La consigliera Angileri, che possiede competenze e abilità professionali nell’area dei servizi sociali,   non è stata ammessa alla seconda Commissione, che si occupa di Pubblica Istruzione, Servizi Sociali e  Sanità.  ” Quanto accaduto, lesivo delle prerogative riconosciute a tutti i Consiglieri comunali, ben oltre le legittime contrapposizioni politiche, non può passare inosservato. Invitiamo pertanto  il Presidente del Consiglio comunale a convocare i Capi Gruppo Consiliari al fine di ristabilire il rispetto istituzionale dovuto a una componente del massimo organo elettivo. Invitiamo, altresì, il Sindaco a convocare la maggioranza consiliare per chiarire, fino in fondo, la permanenza o meno dei Consiglieri eletti a sostegno del programma di governo condiviso e legittimato dai cittadini elettori. In attesa  di un necessario e dovuto chiarimento risolutore di tale precedente istituzionale, assolutamente increscioso, rassegniamo le dimissioni dalle rispettive Commissioni consiliari permanenti.”

I consiglieri Mannina Simona e Manuguerra Alessandro rispettivamente Presidente e VicePresidente della III commissione consiliare esprimono tutto il loro disappunto per le dimissioni presentate dei consiglieri Genco Paolo e Di Marco Vincenzo Giuseppe facenti parte anch’essi della III commissione .

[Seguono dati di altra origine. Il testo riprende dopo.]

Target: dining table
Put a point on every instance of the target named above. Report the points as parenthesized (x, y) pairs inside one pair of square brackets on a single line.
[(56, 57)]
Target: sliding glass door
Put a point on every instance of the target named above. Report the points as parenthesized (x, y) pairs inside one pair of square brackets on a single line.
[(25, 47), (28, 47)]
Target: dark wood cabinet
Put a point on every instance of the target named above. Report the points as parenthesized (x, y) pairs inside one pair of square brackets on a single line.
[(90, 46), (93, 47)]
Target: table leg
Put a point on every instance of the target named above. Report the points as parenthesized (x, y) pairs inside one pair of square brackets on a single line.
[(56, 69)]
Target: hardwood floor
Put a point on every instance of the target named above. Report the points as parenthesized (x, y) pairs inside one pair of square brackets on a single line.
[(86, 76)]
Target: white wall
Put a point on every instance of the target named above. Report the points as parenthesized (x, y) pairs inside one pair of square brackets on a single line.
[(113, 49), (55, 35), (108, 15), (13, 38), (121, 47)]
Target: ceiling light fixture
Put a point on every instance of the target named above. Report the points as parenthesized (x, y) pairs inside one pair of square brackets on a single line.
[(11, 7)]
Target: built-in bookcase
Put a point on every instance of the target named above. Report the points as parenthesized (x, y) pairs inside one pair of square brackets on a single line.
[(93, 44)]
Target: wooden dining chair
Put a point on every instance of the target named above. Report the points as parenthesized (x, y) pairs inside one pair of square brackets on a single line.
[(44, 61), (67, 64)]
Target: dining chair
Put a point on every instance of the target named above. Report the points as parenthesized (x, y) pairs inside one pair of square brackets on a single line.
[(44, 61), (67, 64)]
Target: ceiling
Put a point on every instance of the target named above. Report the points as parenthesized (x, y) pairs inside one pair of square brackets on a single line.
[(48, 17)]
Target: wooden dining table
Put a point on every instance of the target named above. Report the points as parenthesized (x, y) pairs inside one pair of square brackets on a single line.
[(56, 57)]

“Condividono la solidarietà espressa alla consigliera Angileri ma non condividono le modalità di espressione di tale solidarietà posto che le commissioni consiliari sono un modo per evidenziare i problemi del territorio e cercare di trovare soluzioni agli stessi.

La solidarietà va espressa in altri termini non arrecando disagio al territorio e ritardi inevitabili al lavoro del Comune, ingolfandolo ancora di più di quanto lo è già, come evidenziato nelle stesse sedute di consiglio da parte dell’amministrazione.
La presente commissione, infatti, stava lavorando su problemi rilevanti per il territorio quali la raccolta differenziata, che notoriamente presenta una percentuale bassa e che così continuando porterà inevitabilmente ad un aumento delle tasse per i cittadini; il regolamento cimiteriale del cimitero monumentale per cui risulta necessario fare apposito emendamento; la creazione del nuovo cimitero di Specchia (Napola) ; il regolamento per le acque reflue in pubblica fognatura che deve essere oggetto di altro emendamento e tanto altro ancora.” sostengono i consiglieri  Mannina e Manuguerra.

I due pur non percependo alcun gettone e pur coscienti della venuta inesistenza della commissione decidono di continuare i lavori iniziati in commissione riunendosi ogni giorno alle ore 11.30 (come da calendario) nei locali di Rigaletta, per affrontare le problematiche evidenziate, ritenendo che bloccare i lavori della commissione per circa una settimana sia un danno al territorio e ai cittadini, in vista, a maggior ragione delle feste natalizie, in cui, inevitabilmente, la commissione non si riunirà.